Note that this problem also exists in local tasks; They can panic [1]. The thread JoinHandle from the standard library returns a Result when you join on it for this reason. Tokio's task JoinHandle does the same. There is no network involvement for this requirement.
Which leads to an intuitive observation that async tasks are fallible. Handling failures is up to the caller, and in some domains (such as workloads distributed to other hosts as you might do with Erlang) one prospective failure handler may retry by rescheduling the task (potentially with some sub-task granularity, if the system allows for it).
I don't personally know of any frameworks for Rust that are exactly designed around the Erlang principles of fault-tolerance [2], if that's what you're looking for. But the generalized term of art is Actor, and there are several actor frameworks available.
And at a higher level, they can timeout. But handling timeouts is very tricky! Risk retrying a timeout while the task is already in flight, perhaps with no way to actually cancel it. ↩︎
Hmm... It is not the same -- local task can fail only if your code has a bug. To avoid complications related to handling task failures it is perfectly acceptable to simply die -- sooner or later you'll fix all these bugs and your local tasks will be fine. In a distributed system task can die simply because someone stepped on the cable -- i.e. for reasons outside of your control. Therefore you are forced to modify your design to deal with this.
I spent couple of days watching presentations and reading up on actor model. I just can't figure out how to implement my requirements using actors -- in my case actors (tasks) running on same VM need to share some job-specific stuff (e.g. connection to NFS server), tasks enumerating a directory don't get to create a subtask (sub-actor) for each element immediately (we will run out memory) -- they are supposed create a bunch and wait until system signals availability of resources (i.e. total number of tasks is below some threshold)... and even in this case -- tasks that process "deeper" directories get to have a priority.
Also, apparently, general idea is that actors are long-lived. Creating and destroying an actor for every file out of a billion doesn't seem to fit conceptually...
So, yeah... I doubt actors will help me here -- it is more about managing a hierarchy of tasks + distribution.

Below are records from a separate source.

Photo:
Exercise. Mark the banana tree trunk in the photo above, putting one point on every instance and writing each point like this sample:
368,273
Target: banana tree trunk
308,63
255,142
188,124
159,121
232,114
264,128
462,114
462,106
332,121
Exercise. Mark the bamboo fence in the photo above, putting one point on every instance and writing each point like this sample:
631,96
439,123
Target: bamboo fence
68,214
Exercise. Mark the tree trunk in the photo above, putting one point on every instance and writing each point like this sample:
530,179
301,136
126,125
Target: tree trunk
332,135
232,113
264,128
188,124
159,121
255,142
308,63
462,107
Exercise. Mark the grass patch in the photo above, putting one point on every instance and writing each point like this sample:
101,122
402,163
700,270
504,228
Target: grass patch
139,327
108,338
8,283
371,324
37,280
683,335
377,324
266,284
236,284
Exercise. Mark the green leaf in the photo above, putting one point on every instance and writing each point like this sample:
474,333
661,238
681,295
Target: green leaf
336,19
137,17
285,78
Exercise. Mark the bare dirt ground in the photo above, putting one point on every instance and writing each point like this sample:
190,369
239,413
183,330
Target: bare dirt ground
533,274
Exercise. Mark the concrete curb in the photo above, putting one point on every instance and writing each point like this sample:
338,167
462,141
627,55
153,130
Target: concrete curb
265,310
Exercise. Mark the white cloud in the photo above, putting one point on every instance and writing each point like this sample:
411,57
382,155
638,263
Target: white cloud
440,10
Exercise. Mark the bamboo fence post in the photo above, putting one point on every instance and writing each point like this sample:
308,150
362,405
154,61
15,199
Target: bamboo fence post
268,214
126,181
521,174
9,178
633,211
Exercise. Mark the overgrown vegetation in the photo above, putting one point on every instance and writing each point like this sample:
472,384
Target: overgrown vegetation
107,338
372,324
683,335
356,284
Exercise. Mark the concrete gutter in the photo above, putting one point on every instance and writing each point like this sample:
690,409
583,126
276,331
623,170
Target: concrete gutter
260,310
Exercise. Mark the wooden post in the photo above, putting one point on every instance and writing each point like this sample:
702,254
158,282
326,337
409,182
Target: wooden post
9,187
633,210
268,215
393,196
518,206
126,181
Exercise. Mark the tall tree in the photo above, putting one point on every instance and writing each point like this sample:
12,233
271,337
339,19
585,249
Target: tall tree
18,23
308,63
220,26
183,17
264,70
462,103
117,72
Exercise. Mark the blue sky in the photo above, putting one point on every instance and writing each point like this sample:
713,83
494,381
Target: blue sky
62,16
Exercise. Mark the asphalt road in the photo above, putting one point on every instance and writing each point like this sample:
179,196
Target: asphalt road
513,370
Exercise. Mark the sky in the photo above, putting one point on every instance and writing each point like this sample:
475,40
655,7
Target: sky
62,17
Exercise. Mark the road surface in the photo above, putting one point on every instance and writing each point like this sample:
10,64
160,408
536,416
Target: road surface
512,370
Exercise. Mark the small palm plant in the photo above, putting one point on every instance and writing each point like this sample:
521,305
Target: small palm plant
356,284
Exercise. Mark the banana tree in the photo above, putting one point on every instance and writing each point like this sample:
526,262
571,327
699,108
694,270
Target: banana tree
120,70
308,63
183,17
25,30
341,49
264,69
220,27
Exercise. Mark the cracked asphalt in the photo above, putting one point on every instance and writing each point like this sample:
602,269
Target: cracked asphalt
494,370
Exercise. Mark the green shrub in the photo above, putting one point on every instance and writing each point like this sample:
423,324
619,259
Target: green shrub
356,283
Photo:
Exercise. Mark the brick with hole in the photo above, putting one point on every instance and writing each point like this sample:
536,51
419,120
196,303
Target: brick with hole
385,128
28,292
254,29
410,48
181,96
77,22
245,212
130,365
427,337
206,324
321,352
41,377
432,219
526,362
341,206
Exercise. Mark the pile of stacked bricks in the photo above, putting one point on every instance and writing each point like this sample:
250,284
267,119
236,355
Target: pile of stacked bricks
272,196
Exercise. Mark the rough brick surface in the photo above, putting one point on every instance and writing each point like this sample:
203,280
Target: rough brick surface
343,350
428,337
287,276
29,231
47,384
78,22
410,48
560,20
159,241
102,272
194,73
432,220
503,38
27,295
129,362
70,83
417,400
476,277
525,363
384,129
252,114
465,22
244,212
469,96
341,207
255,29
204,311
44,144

It’s true that faults are less likely in a local context (e.g., a set of tasks doesn’t just normally go out of existence because you randomly lose half of your application at runtime). But I claim that bugs are likely. And if that is true and you need fault tolerance, then you need to plan for it.

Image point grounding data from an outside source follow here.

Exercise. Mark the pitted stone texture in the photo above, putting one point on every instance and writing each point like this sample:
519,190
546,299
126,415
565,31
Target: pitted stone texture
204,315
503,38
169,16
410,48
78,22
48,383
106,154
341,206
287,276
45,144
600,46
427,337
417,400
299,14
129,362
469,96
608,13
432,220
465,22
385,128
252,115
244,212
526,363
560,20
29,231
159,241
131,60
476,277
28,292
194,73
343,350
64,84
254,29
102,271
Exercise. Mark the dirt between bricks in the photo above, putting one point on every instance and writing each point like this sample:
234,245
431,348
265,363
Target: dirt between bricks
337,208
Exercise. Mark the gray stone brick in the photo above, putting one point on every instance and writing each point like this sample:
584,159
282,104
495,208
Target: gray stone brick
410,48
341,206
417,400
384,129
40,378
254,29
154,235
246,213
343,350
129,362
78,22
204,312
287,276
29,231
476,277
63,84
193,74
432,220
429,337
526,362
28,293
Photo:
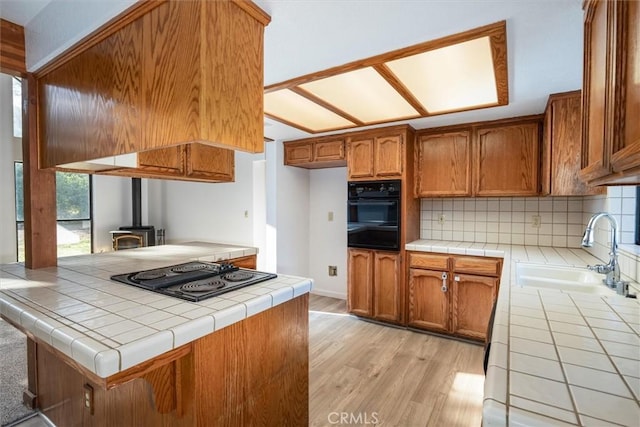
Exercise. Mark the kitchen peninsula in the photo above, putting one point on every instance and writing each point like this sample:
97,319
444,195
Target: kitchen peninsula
105,353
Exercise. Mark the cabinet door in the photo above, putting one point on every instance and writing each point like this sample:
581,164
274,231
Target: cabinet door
163,161
473,298
428,304
298,153
210,163
626,147
360,283
388,156
444,165
507,160
595,135
328,151
386,287
360,158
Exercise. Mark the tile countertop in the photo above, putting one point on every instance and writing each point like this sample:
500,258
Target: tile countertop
107,326
557,358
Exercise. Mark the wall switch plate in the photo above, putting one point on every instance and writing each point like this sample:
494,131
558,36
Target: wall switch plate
536,221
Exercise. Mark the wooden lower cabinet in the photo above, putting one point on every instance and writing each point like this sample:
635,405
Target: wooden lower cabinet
428,304
444,300
374,285
473,298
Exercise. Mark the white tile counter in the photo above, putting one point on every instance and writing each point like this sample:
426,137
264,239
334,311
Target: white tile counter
108,326
557,358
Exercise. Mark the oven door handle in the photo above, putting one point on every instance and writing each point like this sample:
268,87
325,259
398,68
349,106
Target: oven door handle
373,202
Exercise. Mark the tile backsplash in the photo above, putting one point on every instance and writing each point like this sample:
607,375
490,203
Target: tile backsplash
562,220
507,220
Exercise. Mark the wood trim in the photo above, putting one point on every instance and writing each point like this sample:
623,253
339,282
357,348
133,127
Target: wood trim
391,78
39,186
487,30
321,102
254,11
136,11
12,50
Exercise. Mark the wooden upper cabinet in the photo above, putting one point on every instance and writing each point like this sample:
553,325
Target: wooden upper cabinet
443,164
360,283
625,156
562,146
360,155
611,93
188,162
315,153
388,157
170,74
507,160
387,293
375,157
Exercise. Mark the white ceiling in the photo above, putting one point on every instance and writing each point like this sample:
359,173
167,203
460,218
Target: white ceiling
544,39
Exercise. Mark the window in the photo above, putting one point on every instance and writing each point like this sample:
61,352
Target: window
17,107
74,213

Did you look at the thread in the footnote? It’s a discussion about actor runtimes inspired by Erlang, which is what you are looking for. The thing is that actor systems can be simplified to nothing more than tasks and message passing, or they can include supervisors or even be supervisors (in the case of Erlang) to restart the supervised tasks when they fail. My point is that just because you found some presentations doesn’t mean you’ve explored the entire problem space.
Yes, I've read those and much more. I guess you can have a "Coordinator" actor that will handle task dispatching and parent-child relationships between them... I need to think about this.